Eliminating the joint according to the filtered difference value;

the processing unit replacing the invalid difference value according to the valid difference value, including:

determining an average value of the effective difference values;

and replacing the invalid difference value with an average value of the valid difference values.

9. An image seam elimination device, comprising:

the correction unit is used for carrying out non-uniformity correction on the image to be processed to obtain a corrected image to be processed;

an extracting unit, configured to extract, for any seam in the corrected image to be processed, a difference value of pixels at two sides of the seam in the corrected image to be processed;

a processing unit, configured to eliminate the seam according to the difference value, including: performing target and background segmentation on the corrected image to be processed, and determining an effective difference value and an ineffective difference value in the difference values according to segmentation results; replacing the invalid difference value according to the valid difference value to obtain a replaced difference value; eliminating the joint according to the replaced difference value; for any one of the difference values, when two pixel points at two sides of the seam corresponding to the difference value are all backgrounds, the difference value is an effective difference value; otherwise, the difference value is an invalid difference value.
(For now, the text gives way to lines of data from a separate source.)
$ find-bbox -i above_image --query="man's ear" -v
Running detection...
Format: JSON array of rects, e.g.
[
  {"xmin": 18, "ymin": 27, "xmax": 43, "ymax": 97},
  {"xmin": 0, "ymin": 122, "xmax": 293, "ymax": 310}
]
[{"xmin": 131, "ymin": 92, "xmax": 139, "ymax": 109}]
10. The apparatus of claim 9, wherein the processing unit to eliminate the seam based on the replaced difference value comprises:

smoothing the replaced difference value to obtain a filtered difference value;

eliminating the joint according to the filtered difference value;

the processing unit replacing the invalid difference value according to the valid difference value, including:

determining an average value of the effective difference values;

and replacing the invalid difference value with an average value of the valid difference values.

11. An electronic device comprising a processor and a memory, the memory storing machine executable instructions executable by the processor for executing the machine executable instructions to implement the method of any of claims 1-3 or 4-6.